La conception française de la laïcité de l’État ne correspond pas à celle du « secular state », telle que la conçoivent les pays anglo-saxons. La laïcité de l’État en France est née avec la Révolution de 1789. Elle en conserve dans son application, une forme radicale, qui impose une séparation complète de l’État et de la religion. La neutralité de l’État lui impose de ne reconnaître aucune religion, afin de respecter de manière égale toutes les croyances, incluant l’absence de croyances religieuses.
Histoire tumultueuse
La conception anglo-saxonne d’un État séculier (secular state), trouve sa source dans l’histoire tumultueuse de la réforme protestante des pays anglo-saxons. La conception d’un État séculier est le fruit d’un compromis pragmatique, typiquement anglo-saxon, qui établit que l’institution étatique est un arbitre neutre, qui reconnaît toutes les religions, sans en privilégier aucune (bien que, historiquement, cela excluait le culte catholique). Cette conception d’une forme d’État neutre est très étroite, car elle ne s’applique qu’aux institutions et non aux représentants de l’État et de ses agents. De fait, la liberté de religion des individus au Canada, comme aux États-Unis, prime sur la souveraineté du peuple. Dans le contexte canadien où le multiculturalisme est imposé comme un dogme, la vision traditionnelle de la liberté de religion réduit le rôle de l’État à celui d’un arbitre neutre, mais largement impotent face aux revendications à caractère religieux.
Ce rappel historique est important afin de ne pas tomber dans le piège de la culpabilisation, même si les tribunaux devaient finalement mettre la hache dans la loi 21 sur la laïcité. Or, il n’est pas nécessaire d’être constitutionnaliste pour savoir que la Charte canadienne des droits et libertés constitue un terrain particulièrement hostile à la conception de la laïcité, telle que défendue par la Loi sur la laïcité de l’État. S’il est possible que la clause dérogatoire prévue à l’article 32 de la Charte passe le test des tribunaux, il faut dire cependant que rien n’est moins sûr. Même en insérant une clause dérogatoire dans la loi sur la laïcité, celle-ci demeure vulnérable face aux recours devant les tribunaux pour en contester la validité. Comme la question de la laïcité est devenue un enjeu de société fondamental pour la majorité des citoyens québécois, le problème de la légitimité de la loi sur la laïcité demeurera.

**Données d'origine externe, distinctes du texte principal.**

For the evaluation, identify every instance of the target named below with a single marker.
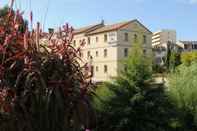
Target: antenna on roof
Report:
(102, 22)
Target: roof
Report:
(88, 28)
(189, 42)
(113, 27)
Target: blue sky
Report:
(180, 15)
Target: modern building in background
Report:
(163, 36)
(188, 45)
(107, 45)
(161, 41)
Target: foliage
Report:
(130, 103)
(183, 91)
(188, 57)
(41, 90)
(172, 58)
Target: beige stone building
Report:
(163, 36)
(160, 42)
(107, 45)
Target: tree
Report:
(41, 90)
(129, 102)
(188, 57)
(183, 92)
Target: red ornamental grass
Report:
(29, 68)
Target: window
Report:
(97, 39)
(96, 53)
(88, 40)
(105, 69)
(135, 38)
(105, 37)
(126, 37)
(125, 52)
(88, 54)
(144, 39)
(144, 51)
(74, 43)
(81, 54)
(105, 52)
(97, 69)
(92, 70)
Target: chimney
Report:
(51, 30)
(102, 22)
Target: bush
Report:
(183, 92)
(129, 102)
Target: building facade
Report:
(188, 45)
(107, 45)
(161, 41)
(163, 36)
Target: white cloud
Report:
(188, 1)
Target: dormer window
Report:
(105, 37)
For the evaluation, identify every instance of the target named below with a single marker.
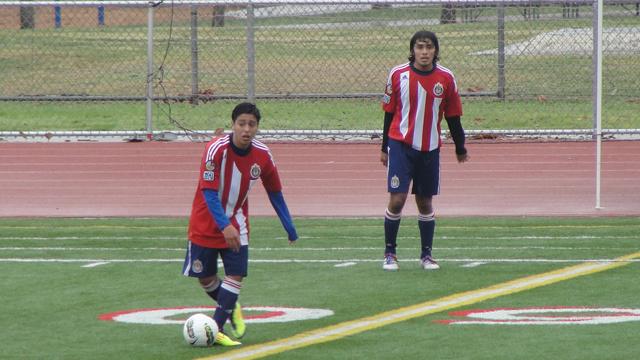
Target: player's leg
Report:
(235, 267)
(426, 185)
(201, 263)
(398, 179)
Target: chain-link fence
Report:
(84, 65)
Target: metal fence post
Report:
(150, 74)
(251, 56)
(501, 56)
(194, 54)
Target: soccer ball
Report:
(200, 330)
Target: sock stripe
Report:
(212, 285)
(232, 286)
(427, 217)
(391, 216)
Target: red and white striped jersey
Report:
(419, 100)
(232, 175)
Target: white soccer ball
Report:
(200, 330)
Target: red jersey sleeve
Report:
(210, 165)
(389, 97)
(453, 105)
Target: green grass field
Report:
(52, 300)
(542, 91)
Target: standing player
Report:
(219, 223)
(418, 94)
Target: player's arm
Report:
(388, 117)
(231, 235)
(280, 206)
(457, 134)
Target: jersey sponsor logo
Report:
(177, 316)
(255, 171)
(438, 89)
(209, 165)
(395, 182)
(389, 89)
(197, 266)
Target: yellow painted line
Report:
(347, 328)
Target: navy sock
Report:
(391, 226)
(427, 225)
(227, 298)
(212, 289)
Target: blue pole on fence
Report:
(58, 16)
(100, 15)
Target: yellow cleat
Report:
(224, 340)
(238, 328)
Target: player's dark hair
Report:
(245, 108)
(423, 35)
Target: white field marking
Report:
(94, 238)
(350, 263)
(310, 261)
(474, 264)
(445, 237)
(63, 248)
(301, 249)
(341, 330)
(96, 264)
(546, 316)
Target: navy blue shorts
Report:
(406, 164)
(202, 262)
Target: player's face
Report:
(424, 51)
(244, 130)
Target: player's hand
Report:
(232, 237)
(384, 158)
(462, 157)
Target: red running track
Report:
(158, 179)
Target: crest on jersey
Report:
(197, 266)
(209, 165)
(395, 182)
(255, 171)
(389, 89)
(438, 89)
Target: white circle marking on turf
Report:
(269, 314)
(546, 316)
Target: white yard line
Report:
(311, 261)
(341, 330)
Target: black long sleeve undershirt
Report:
(457, 134)
(455, 128)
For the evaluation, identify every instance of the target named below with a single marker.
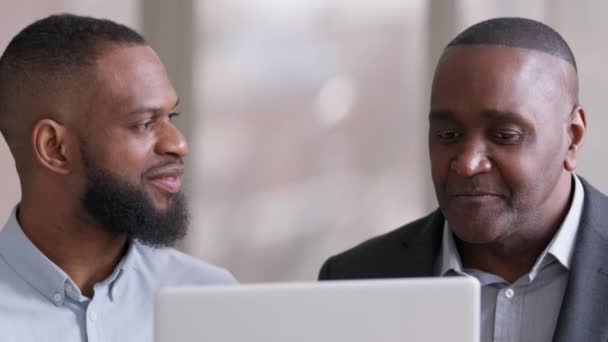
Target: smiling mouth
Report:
(167, 179)
(169, 183)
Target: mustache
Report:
(475, 186)
(173, 166)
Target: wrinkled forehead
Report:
(132, 76)
(495, 77)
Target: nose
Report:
(171, 141)
(471, 160)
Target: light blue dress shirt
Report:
(526, 310)
(39, 302)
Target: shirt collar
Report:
(45, 276)
(560, 247)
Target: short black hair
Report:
(50, 51)
(517, 32)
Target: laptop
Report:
(418, 309)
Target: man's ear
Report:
(49, 140)
(576, 134)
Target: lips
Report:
(167, 179)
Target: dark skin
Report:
(129, 103)
(505, 129)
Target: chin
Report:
(478, 232)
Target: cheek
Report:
(440, 164)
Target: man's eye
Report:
(173, 115)
(507, 137)
(448, 136)
(144, 125)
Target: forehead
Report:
(132, 76)
(482, 78)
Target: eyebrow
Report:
(447, 115)
(149, 109)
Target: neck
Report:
(506, 261)
(83, 250)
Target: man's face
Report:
(130, 141)
(498, 140)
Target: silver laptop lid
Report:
(423, 309)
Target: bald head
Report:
(46, 68)
(516, 32)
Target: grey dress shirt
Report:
(526, 310)
(39, 302)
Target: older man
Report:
(87, 111)
(505, 129)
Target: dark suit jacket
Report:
(412, 251)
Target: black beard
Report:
(120, 208)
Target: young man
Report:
(86, 109)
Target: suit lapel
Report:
(421, 247)
(584, 312)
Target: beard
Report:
(119, 207)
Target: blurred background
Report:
(307, 118)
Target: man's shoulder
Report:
(174, 268)
(379, 257)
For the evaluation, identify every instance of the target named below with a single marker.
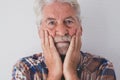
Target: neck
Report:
(62, 58)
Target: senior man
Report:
(60, 31)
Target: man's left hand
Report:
(72, 58)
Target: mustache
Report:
(65, 38)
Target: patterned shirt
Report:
(91, 67)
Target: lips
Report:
(61, 42)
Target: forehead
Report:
(58, 10)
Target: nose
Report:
(61, 30)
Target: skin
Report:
(59, 19)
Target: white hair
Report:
(39, 4)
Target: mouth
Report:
(62, 42)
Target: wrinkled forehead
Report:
(58, 10)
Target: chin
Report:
(62, 49)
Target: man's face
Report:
(60, 20)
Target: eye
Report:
(51, 23)
(68, 22)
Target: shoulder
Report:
(27, 63)
(94, 62)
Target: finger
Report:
(42, 35)
(52, 45)
(46, 39)
(77, 42)
(71, 47)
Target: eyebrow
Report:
(50, 19)
(70, 17)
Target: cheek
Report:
(72, 31)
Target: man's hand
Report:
(72, 58)
(52, 58)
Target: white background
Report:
(19, 38)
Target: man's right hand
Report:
(52, 58)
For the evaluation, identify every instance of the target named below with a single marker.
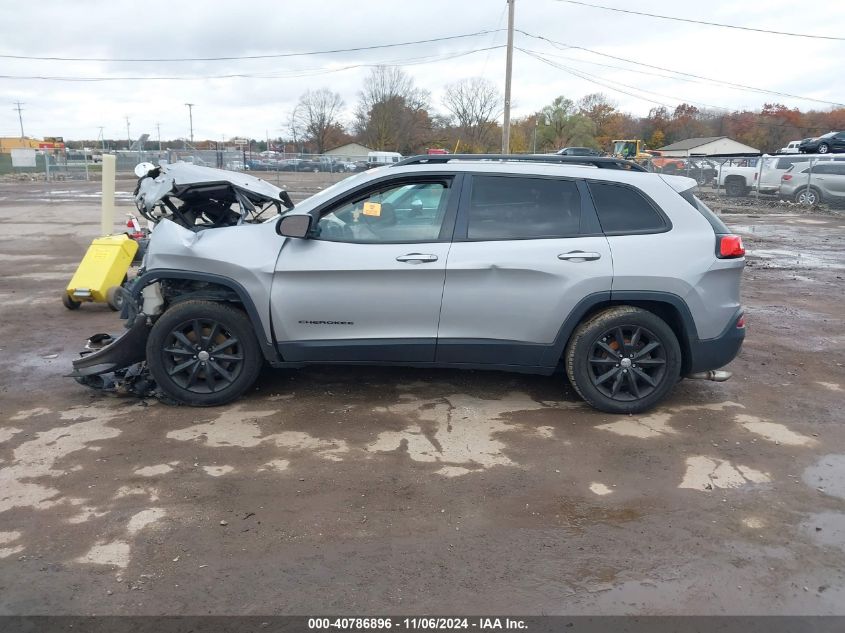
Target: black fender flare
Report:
(684, 327)
(163, 274)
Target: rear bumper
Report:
(717, 352)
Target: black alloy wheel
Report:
(204, 353)
(202, 356)
(627, 363)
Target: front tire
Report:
(623, 360)
(203, 353)
(808, 196)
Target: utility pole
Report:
(191, 119)
(17, 107)
(506, 123)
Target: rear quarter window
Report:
(623, 210)
(719, 227)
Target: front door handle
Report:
(416, 258)
(580, 255)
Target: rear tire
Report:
(623, 360)
(808, 196)
(203, 353)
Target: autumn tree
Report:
(602, 112)
(562, 125)
(392, 113)
(316, 118)
(474, 104)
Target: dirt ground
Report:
(402, 491)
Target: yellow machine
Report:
(632, 149)
(101, 272)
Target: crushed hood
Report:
(203, 197)
(178, 178)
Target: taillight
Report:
(730, 246)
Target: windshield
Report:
(321, 196)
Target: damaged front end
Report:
(195, 199)
(117, 364)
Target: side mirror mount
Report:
(298, 226)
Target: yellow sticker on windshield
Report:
(372, 208)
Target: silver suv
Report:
(515, 263)
(825, 183)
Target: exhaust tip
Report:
(714, 375)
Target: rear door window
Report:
(623, 210)
(515, 208)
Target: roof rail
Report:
(602, 162)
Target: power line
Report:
(725, 26)
(564, 46)
(600, 81)
(17, 107)
(412, 61)
(247, 57)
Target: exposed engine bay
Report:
(195, 199)
(200, 198)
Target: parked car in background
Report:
(826, 183)
(776, 166)
(703, 171)
(830, 142)
(664, 164)
(739, 175)
(379, 159)
(578, 151)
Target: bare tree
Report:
(392, 112)
(316, 116)
(475, 104)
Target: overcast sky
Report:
(258, 105)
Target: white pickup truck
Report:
(739, 175)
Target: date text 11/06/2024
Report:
(413, 624)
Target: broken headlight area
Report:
(200, 198)
(117, 364)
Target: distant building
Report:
(351, 152)
(707, 146)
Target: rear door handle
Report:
(580, 255)
(416, 258)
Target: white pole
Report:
(506, 123)
(109, 176)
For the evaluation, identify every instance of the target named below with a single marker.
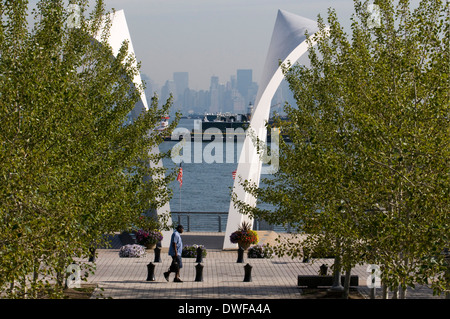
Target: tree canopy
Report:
(366, 176)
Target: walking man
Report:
(175, 249)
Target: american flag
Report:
(180, 176)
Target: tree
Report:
(366, 173)
(74, 161)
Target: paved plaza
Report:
(223, 277)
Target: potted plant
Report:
(244, 236)
(148, 238)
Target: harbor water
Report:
(203, 200)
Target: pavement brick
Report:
(275, 278)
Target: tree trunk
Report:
(347, 283)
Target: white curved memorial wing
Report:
(118, 34)
(287, 44)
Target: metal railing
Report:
(214, 222)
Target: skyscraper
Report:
(244, 82)
(181, 80)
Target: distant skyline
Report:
(210, 38)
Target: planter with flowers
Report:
(244, 236)
(148, 238)
(260, 251)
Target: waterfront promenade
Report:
(276, 278)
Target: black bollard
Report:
(199, 272)
(199, 255)
(240, 255)
(248, 273)
(92, 255)
(323, 270)
(157, 255)
(151, 272)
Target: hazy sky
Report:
(210, 37)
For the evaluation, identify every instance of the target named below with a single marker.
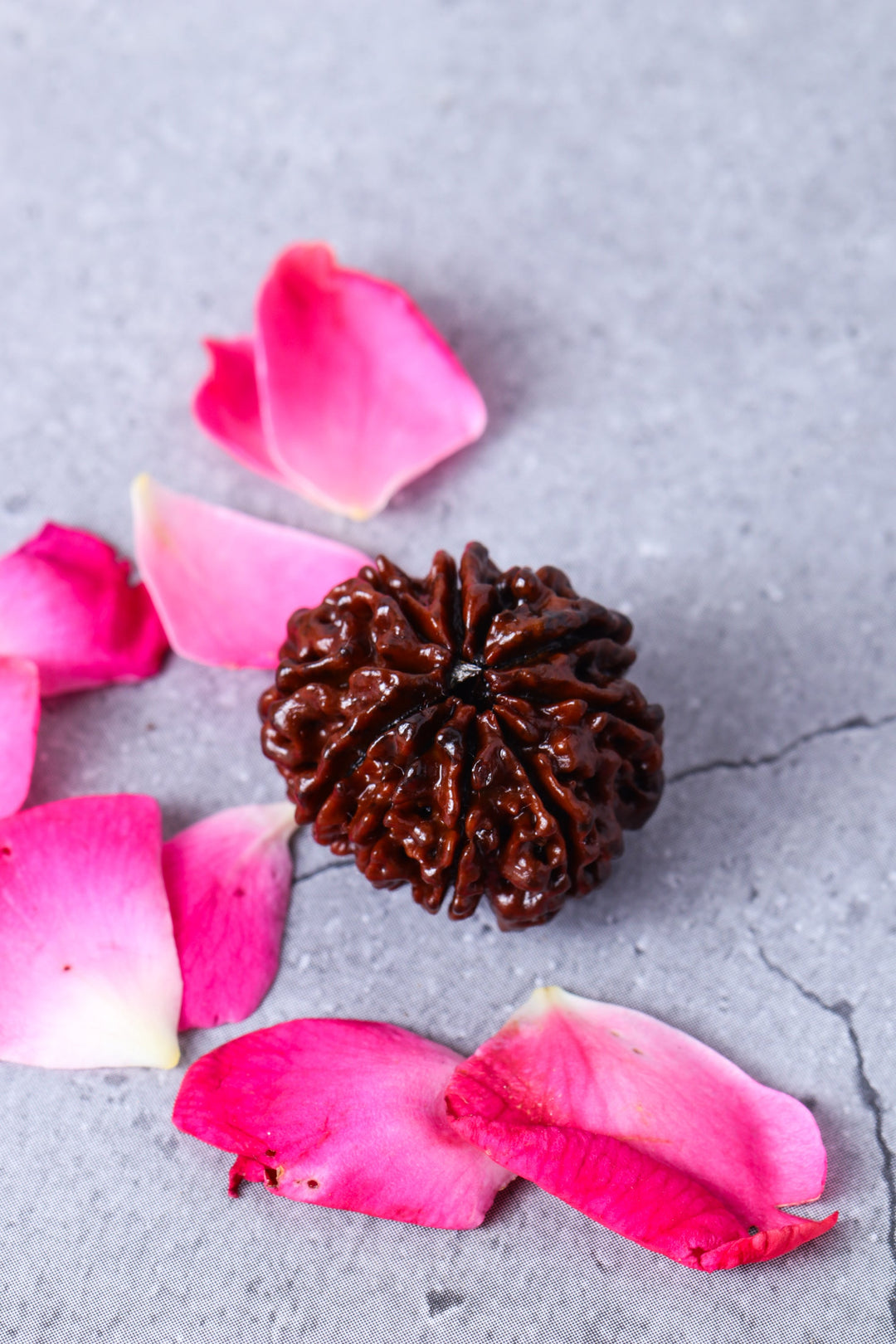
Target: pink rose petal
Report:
(227, 407)
(353, 392)
(349, 1114)
(67, 604)
(644, 1129)
(19, 718)
(225, 583)
(229, 880)
(89, 971)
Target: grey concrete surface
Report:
(661, 236)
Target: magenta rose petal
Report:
(225, 583)
(19, 719)
(227, 407)
(349, 1114)
(644, 1129)
(67, 604)
(347, 392)
(229, 880)
(89, 969)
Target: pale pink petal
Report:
(349, 1114)
(229, 880)
(19, 718)
(89, 971)
(644, 1129)
(359, 394)
(226, 407)
(225, 583)
(67, 604)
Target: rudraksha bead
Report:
(469, 733)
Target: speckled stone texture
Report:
(661, 238)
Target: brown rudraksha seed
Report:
(476, 735)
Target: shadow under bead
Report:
(469, 732)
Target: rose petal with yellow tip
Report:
(89, 973)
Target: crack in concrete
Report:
(869, 1096)
(829, 730)
(325, 867)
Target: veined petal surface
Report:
(644, 1129)
(67, 604)
(229, 880)
(358, 392)
(225, 583)
(19, 719)
(89, 971)
(349, 1114)
(227, 407)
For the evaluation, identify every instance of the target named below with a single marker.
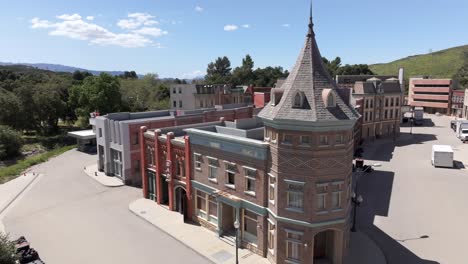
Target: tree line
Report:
(221, 72)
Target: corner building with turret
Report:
(283, 175)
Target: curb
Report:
(19, 193)
(106, 185)
(169, 234)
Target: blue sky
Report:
(178, 38)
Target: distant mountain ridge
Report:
(60, 68)
(438, 64)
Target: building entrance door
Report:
(181, 202)
(151, 185)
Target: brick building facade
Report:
(285, 175)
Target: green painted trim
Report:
(314, 126)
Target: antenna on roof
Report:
(311, 23)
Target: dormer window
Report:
(329, 98)
(298, 100)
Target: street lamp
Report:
(357, 202)
(236, 226)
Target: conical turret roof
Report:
(312, 82)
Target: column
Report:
(157, 146)
(169, 157)
(188, 176)
(144, 176)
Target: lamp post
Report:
(357, 202)
(236, 226)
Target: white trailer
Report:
(442, 156)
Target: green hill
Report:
(440, 64)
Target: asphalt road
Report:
(70, 218)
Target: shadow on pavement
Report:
(382, 149)
(376, 188)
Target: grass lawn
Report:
(13, 171)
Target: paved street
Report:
(70, 218)
(407, 198)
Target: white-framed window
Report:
(271, 236)
(323, 140)
(250, 180)
(271, 188)
(198, 159)
(305, 140)
(287, 139)
(321, 202)
(294, 245)
(295, 195)
(336, 200)
(338, 139)
(231, 169)
(213, 169)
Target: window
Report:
(294, 245)
(201, 204)
(295, 195)
(271, 236)
(323, 140)
(271, 188)
(136, 136)
(336, 200)
(250, 227)
(338, 139)
(297, 101)
(250, 178)
(198, 159)
(305, 140)
(287, 139)
(230, 174)
(321, 205)
(213, 172)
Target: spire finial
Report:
(311, 23)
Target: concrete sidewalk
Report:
(363, 250)
(10, 191)
(101, 177)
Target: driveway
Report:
(416, 213)
(70, 218)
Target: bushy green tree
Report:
(10, 143)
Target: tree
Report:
(462, 74)
(218, 72)
(10, 144)
(244, 74)
(97, 93)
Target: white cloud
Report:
(69, 17)
(230, 27)
(136, 20)
(192, 75)
(150, 31)
(74, 27)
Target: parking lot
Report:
(416, 213)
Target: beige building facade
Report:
(381, 107)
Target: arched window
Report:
(297, 101)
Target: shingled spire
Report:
(309, 91)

La question de la légitimité relève de l’interprétation des tribunaux, mais sa source trouve son origine dans la volonté du peuple souverain, et donc est de la compétence de l’Assemblée nationale du Québec. Comme le rapatriement de la constitution en 1982 s’est fait sans même l’accord des représentants du peuple québécois, les décisions des tribunaux relativement à la loi 21, sur la question de la laïcité de l’État québécois, déborderont la sphère juridique. La question de la laïcité sera un enjeu politique, ou ne sera pas.
Pour la première fois depuis le référendum de 1995, le peuple québécois a posé un geste important d’affirmation nationale en choisissant de définir lui-même la nature de l’État du Québec. Le gouvernement de la CAQ, dirigé par François Legault, a fait acte de courage et de vision. Par-delà les clivages politiques de gauche et de droite, les citoyennes et citoyens du Québec, qui s’identifient d’abord comme membres de la nation québécoise, doivent soutenir leur gouvernement. Car ce n’est que le début d’une âpre lutte pour l’établissement d’un État laïque en Amérique du Nord. Les tenants du multiculturalisme canadien veulent réduire au rang de minorité ethnique la nation québécoise. La loi sur la laïcité, de par sa nature même, constitue un rempart contre le multiculturalisme, et comme telle, sera l’objet de toutes les attaques juridiques, idéologiques et politiques. En fin de compte, la laïcité de l’État du Québec ne sera effective et durable que si, par-delà les aléas des contestations judiciaires, une réponse politique est trouvée. Sinon, la laïcité n’aura été qu’un mirage, précédant la dissolution de la nation québécoise dans le Canada « postnational ».